For Hill, 62, who has worked full time since she was 14, slowing down was an overwhelming adjustment.
“I couldn’t stay home,” Hill said. “Breaking the cycle of my routine after 45 years of going to work every day was emotionally too much. I had to go somewhere, so I came to the store and locked the door.
“I’ve been trying to keep myself busy and help others,” she said. “They’re going through a whole lot of a worse time than me. I’m trying to keep my neighbors in masks.”
Hill, her associates and her customers have been making masks for the United Way through a grant given to the Lesage Lions Club, of which she is a member.
“We made 1,500 on the first round,” Hill said. “I had to find the volunteers, and I did. We had a lot the first time around, 25 to 30 people.”
The process took about two-and-a-half to three weeks, she said, adding they were able to produce between 100 and 200 masks per day, depending on the amount of phone traffic.
Taking the occasional break was necessary, but she said the team “had a good system going.”
On average, it takes 38 minutes to make each mask, she said.
Now faced with the decision to reopen on her own terms, Hill said she is at a fork in the road as she debates reopening or retiring.
“Do I want to retire, sell out and say goodbye?” Hill said. “It’s a passion of mine, and I’ve got a wonderful clientele that I’ve built up with long-arm machines and classes. We were gung-ho when this happened, but I’m not ready to open.”
The experience has been traumatic, she said.
“I know financially I’ll survive, but emotionally, I’ll have to think about it,” Hill said. “I worked seven days a week up until two or three years ago. I’m a worker, and this emotionally hit me. … It’s an emotional blow that’s indescribable, but I know I’m not alone.”
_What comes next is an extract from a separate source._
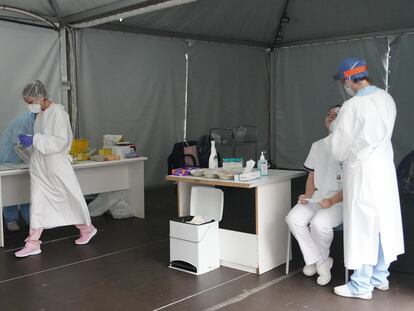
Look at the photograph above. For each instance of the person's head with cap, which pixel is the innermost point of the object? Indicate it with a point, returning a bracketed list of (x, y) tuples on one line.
[(36, 96), (353, 74)]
While she decides what’s best for herself and WV Quilt, she continues serving her community by making an additional 1,500 masks for various organizations in the area, including Branches Domestic Violence Shelter, Harmony House and Prestera Center.
For now, Hill said she’s seeking volunteers to help with the remaining masks, and donations will be accepted in plastic bags for the organizations to pick up, or to be delivered. Prospective volunteers may contact the shop at 304-544-4383.